• "Bootstrapping yacc in yacc" -> "Bootstrapping yacc in lex"!

    From Rock Brentwood@21:1/5 to All on Sun Mar 14 17:54:23 2021
    It's a recurrent question that's come up in other forums "can yacc be bootstrapped in yacc?" Now, I'm adding a twist.

    I'll repeat one of my recent replies here. In the syntax for yacc files, laid out by the POSIX standard, there is no mandatory semi-colon at the ends of rules, so an extra look-ahead is required to determine whether an identifier
    is followed by a colon. If so, then this indicates the left-hand side of a new rule.

    A grammar rule has the form

    left-hand-side ":" stuff on the right optional ";"'s.

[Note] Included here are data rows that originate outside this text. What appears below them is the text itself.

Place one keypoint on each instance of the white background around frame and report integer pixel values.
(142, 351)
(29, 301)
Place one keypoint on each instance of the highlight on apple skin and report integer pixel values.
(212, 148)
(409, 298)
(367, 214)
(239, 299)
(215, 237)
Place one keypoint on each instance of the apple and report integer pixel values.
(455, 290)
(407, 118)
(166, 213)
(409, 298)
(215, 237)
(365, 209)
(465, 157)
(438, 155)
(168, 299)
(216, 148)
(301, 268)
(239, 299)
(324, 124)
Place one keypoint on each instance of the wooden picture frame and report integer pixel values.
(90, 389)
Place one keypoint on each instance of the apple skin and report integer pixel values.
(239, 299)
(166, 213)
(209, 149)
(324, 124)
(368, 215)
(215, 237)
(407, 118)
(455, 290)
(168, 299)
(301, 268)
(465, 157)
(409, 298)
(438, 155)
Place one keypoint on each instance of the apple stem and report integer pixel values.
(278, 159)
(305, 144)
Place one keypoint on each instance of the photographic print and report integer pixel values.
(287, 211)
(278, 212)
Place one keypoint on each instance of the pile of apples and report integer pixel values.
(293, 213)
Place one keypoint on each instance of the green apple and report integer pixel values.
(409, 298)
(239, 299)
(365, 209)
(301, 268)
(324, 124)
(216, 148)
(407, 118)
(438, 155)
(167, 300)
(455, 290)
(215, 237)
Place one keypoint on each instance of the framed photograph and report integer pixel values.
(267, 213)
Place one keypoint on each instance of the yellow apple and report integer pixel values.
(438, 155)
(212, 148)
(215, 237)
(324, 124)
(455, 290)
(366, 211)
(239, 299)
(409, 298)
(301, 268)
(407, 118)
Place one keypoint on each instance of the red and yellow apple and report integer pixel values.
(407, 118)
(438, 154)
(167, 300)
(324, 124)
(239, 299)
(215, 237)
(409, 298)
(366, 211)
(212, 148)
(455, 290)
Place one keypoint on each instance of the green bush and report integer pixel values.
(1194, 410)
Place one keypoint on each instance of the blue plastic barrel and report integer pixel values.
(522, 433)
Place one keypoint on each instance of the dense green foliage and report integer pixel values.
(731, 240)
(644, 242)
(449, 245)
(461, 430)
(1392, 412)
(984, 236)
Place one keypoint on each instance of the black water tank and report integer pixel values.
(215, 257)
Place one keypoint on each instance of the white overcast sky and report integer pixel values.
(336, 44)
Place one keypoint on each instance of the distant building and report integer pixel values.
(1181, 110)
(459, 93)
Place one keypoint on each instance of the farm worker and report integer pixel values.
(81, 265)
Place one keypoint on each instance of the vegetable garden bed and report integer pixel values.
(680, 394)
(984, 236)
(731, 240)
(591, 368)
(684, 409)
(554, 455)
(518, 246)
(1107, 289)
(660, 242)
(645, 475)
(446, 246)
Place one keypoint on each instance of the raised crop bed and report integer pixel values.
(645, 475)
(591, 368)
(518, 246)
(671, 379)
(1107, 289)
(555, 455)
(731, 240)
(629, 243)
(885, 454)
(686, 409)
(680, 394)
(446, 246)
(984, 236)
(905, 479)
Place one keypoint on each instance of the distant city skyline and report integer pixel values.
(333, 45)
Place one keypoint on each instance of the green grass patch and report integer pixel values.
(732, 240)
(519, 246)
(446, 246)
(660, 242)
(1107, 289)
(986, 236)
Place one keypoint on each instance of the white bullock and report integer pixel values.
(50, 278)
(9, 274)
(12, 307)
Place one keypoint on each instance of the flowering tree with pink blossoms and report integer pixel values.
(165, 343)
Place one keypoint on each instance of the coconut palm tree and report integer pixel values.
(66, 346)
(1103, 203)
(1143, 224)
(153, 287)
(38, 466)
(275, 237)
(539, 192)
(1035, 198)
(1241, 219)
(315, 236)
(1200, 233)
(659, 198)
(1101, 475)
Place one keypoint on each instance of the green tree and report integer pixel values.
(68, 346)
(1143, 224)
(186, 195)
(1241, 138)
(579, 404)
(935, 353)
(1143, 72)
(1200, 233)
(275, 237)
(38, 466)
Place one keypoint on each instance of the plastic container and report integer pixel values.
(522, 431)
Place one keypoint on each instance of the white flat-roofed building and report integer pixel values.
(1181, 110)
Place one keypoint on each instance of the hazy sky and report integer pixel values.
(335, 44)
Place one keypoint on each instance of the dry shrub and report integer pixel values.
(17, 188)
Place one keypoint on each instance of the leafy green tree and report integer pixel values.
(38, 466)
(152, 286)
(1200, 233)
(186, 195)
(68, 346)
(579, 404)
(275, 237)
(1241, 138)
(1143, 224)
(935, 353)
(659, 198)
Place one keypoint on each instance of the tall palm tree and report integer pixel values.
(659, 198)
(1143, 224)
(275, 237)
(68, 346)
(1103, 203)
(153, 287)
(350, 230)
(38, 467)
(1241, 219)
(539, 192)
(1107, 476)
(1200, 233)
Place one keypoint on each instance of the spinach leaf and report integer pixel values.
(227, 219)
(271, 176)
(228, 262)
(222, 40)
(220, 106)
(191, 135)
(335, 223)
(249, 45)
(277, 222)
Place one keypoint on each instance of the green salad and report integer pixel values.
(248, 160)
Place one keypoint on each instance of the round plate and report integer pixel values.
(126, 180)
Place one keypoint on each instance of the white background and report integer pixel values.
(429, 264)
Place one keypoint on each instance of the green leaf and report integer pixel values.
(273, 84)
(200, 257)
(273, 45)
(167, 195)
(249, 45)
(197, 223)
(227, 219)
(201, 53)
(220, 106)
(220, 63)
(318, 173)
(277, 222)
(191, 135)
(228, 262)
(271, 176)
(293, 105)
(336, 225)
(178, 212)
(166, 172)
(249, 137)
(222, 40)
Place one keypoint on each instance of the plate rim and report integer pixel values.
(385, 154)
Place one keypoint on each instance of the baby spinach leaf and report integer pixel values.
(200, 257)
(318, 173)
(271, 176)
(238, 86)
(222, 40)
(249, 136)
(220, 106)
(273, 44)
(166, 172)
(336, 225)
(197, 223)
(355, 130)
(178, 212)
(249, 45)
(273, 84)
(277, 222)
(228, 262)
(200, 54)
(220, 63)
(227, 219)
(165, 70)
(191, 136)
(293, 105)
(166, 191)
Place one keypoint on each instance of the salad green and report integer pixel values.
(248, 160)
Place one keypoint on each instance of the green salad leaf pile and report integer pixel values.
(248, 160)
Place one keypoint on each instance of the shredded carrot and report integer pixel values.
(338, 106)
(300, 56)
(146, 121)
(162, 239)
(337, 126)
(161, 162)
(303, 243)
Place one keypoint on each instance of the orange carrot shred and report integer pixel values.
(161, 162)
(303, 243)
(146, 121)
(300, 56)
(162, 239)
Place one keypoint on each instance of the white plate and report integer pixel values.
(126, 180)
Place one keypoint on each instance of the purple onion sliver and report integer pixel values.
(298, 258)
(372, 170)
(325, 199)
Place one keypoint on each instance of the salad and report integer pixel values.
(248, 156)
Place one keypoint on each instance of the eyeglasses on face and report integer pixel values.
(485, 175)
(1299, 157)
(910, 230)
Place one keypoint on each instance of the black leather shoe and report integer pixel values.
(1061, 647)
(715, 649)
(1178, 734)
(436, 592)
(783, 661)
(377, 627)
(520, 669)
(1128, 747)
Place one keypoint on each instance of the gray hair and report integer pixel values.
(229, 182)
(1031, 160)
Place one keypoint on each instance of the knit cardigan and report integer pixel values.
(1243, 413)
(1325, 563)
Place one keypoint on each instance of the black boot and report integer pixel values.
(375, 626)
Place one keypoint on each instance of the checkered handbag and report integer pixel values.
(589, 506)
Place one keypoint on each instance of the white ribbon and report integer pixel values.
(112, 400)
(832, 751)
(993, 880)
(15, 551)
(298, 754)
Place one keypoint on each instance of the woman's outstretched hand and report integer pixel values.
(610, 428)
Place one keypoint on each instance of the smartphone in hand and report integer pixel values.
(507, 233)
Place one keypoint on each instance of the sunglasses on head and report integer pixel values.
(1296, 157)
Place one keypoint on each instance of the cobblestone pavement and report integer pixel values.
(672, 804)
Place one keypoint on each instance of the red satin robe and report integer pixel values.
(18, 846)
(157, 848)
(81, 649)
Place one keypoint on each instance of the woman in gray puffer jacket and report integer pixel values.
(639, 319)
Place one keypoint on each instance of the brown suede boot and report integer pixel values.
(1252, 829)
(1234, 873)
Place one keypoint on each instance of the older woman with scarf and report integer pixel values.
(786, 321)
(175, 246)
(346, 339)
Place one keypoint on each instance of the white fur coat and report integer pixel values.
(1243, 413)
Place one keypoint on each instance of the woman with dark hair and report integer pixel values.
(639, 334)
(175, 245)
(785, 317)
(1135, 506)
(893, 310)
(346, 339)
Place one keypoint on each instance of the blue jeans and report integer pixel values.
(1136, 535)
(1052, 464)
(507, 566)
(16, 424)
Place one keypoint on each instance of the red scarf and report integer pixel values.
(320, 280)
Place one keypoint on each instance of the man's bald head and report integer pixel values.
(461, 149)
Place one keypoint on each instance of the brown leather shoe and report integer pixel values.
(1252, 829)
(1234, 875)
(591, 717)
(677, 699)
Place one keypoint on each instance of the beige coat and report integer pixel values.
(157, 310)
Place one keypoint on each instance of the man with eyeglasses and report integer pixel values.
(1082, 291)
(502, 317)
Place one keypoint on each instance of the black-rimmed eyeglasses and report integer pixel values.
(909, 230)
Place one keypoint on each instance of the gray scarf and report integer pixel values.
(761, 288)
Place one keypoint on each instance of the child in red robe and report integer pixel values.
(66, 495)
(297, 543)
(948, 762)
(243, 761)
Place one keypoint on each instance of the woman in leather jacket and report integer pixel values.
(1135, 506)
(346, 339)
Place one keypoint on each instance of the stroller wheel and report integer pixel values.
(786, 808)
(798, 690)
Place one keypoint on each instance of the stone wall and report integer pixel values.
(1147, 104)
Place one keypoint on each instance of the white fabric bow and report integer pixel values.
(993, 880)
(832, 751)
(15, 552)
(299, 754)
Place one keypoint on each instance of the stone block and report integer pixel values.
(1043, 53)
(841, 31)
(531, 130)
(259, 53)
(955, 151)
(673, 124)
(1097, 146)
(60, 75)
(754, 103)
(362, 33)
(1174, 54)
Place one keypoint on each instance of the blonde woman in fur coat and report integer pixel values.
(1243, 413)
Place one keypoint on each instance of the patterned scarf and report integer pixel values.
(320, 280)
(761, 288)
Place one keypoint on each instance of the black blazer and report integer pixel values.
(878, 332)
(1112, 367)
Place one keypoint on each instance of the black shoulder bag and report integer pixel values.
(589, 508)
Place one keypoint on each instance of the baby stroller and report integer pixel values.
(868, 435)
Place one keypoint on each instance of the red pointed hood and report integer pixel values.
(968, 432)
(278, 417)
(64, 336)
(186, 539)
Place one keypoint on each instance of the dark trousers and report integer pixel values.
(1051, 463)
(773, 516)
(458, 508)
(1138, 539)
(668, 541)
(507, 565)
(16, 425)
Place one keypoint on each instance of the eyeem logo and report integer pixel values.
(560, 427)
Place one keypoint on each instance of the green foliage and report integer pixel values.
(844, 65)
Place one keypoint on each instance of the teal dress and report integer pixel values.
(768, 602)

    If you see a ":" in the middle of the rules on the right, then you've actually sneaked on over into the *next* rule.

    Bison hacks the syntax, by making left-hand-side + ":" into a single token.

    It may, in fact, be possible to parse yacc *even with* this issue, without having to hack yacc grammar like bison did - by just simply not using yacc at all, but using only lex!

    The grammar specified by POSIX is actually a *regular* grammar that specifies
    a finite state transducer. The transducer is deterministic, precisely because the identifier-colon ambiguity can be resolved. Therefore, if you set up the right kind of finite state machine in lex making use of lex's start condition facility in the right way, then you should be able to parse a yacc grammar
    with lex and to bootstrap an implementation of yacc with just lex.

    A specification possibly suitable for utilities like lex (using UNICODE, in UTF-8 format) - working off the POSIX syntax - can be found in comp.theory
    here
    https://groups.google.com/g/comp.theory/c/jSkl9ey7iM8

    It comp.compilers can handle UTF-8, I can repeat it here, as well.
    [Yes, messages are in UTF-8. -John]

    --- SoupGate-Win32 v1.05
    * Origin: fsxNet Usenet Gateway (21:1/5)
  • From Kaz Kylheku@21:1/5 to Rock Brentwood on Mon Mar 15 02:37:16 2021
    On 2021-03-15, Rock Brentwood <rockbrentwood@gmail.com> wrote:
    It's a recurrent question that's come up in other forums "can yacc be bootstrapped in yacc?" Now, I'm adding a twist.

    I'll repeat one of my recent replies here. In the syntax for yacc files, laid out by the POSIX standard, there is no mandatory semi-colon at the ends of rules, so an extra look-ahead is required to determine whether an identifier is followed by a colon. If so, then this indicates the left-hand side of a new
    rule.

    A grammar rule has the form

    left-hand-side ":" stuff on the right optional ";"'s.

    If you see a ":" in the middle of the rules on the right, then you've actually
    sneaked on over into the *next* rule.

    Bison hacks the syntax, by making left-hand-side + ":" into a single token.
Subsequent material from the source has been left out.